– Ма, я за Мариной! – бросил на ходу Андрей тёще, быстро прошагав в коридор.
– Андрюшенька, да что ты так за неё переживаешь? – Наталья Александровна всплеснула руками. – Нет, ну правда! Тут от центра этого десять минут езды, доедет Маринка сама, что ты так переживаешь?
– Да она чувствует себя не очень, после всего этого… Видно же по ней. Ей восстанавливаться нормально надо. За Алёшкой посмотришь? Он спит пока, но вдруг проснётся?
– Посмотрю, посмотрю, конечно! Куда я без него, счастья моего ненаглядного…
Наталья Александровна подошла к зятю и двумя руками мягко и заботливо поправила на нём шарф. Андрей едва заметно смутился, в лицо ударил и тут же растворился лёгкий румянец. Понимает, подумала Наталья Александровна. А ну и пусть. Жизнь одна, а для других она довольно пожила, теперь можно и для себя. Андрей торопливо вышел и закрыл за собой дверь. Она тихонько прокралась в детскую и на цыпочках приблизилась к кроватке Алёшки. Внук сладко посапывал, его стариковское ещё, десяти дней от роду личико напоминало вырезанного из крупной свёклы божка, сердитого и обиженного на мир за лишение его внутриутробного рая.
Наталья Александровна полюбовалась Алёшкой еще несколько минут, погрузившись в свои мысли, глядя, как мелко, крыльями бабочки, подрагивают веки его сновидящих глаз. Потом отправилась на кухню, достала из шкафчика муку, из холодильника – две пачки творога и два яйца, и начала делать сырники. Тщательно перемятая её руками творожная масса стала уже совсем однородной, когда позвонила Валентина, подруга Натальи Александровны с детских лет, врач центра ЭКО, куда поехала на приём Марина. Наталья Александровна включила телефон на громкую связь и занялась лепкой сырников.
– Здравствуй, здравствуй, Валюш!
– Привет, Наташенька!
– Ну как моя пена морская? Посмотрела Маринку?
– Чудес-то не бывает, Наташ. Рассказывать мы что хошь можем, а последствия почти всегда неутешительные. Посмотрела. Что могу сказать? Поликистоз – есть. Гиперстимуляция никуда не делась пока. Сахар высокий очень. И кардиомиопатия налицо. А что ты хочешь? Лапора, пять протоколов. Спасибо, что живая.

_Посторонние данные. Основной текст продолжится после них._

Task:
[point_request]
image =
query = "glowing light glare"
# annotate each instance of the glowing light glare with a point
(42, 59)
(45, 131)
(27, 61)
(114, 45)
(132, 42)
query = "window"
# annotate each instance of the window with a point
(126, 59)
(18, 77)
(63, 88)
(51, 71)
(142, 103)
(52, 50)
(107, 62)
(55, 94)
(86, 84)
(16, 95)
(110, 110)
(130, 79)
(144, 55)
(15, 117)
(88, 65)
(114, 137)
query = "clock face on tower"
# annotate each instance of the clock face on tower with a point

– Ну-у-у, тут ничего необычного, норма, считай что, Валюш.
– Не понимаю, вот честно, – слышно было, как Валентина заводится с места в карьер. – Вот зачем оно тебе надо было? Ну зачем, а? Зачем дочь на ровном месте гробить?
– Поостынь, дорогая, то наши дела. А как моего Алёшку неродившегося по частям вырезала и вытаскивала – забыла уже? Забыла?

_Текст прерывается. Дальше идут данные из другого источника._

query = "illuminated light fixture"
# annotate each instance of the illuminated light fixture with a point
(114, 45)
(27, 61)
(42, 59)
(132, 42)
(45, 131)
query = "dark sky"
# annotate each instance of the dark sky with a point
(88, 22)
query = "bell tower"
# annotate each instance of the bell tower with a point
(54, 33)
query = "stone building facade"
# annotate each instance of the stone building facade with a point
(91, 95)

– У тебя ж атомное могло открыться, дура ты, Наташка! – в сердцах выкрикивала Валентина. – В три минуты бы концы отдала, неужто до сих пор башкой своей дурной уразуметь этого не можешь?! Там ясно как белый день было – либо ты, либо младенец! «По частям…» А по-другому никак, милая моя!
– Ладно, ладно, вину ты искупила, Валюх! – резко оборвала её Наталья Александровна.
– Не стоило этого делать, Наташ. Грех я на душу взяла. Узнает кто, что твою яйцеклетку Маринке подсаживали – обе сядем. И надолго.
– Не ссы, прорвёмся, – процедила Наталья Александровна. – Люблю я его, понимаешь? Люблю… До смерти Андрюшку любить буду. А Маринка… Что Маринка?..
Наталья Александровна внезапно почувствовала присутствие ещё кого-то рядом и, повернув голову, увидела в дверном проёме свою дочь. Рот её дрожал, глаза остекленели. Воздух стал заполняться запахом гари.
– У вас сырники горят… мама… – выдавила Марина и с рыданиями побежала прочь из кухни.
Наталья Александровна поджала губы так, что они посинели, и начала яростно, частыми движениями, отскребать прилипшие сырники от сковороды.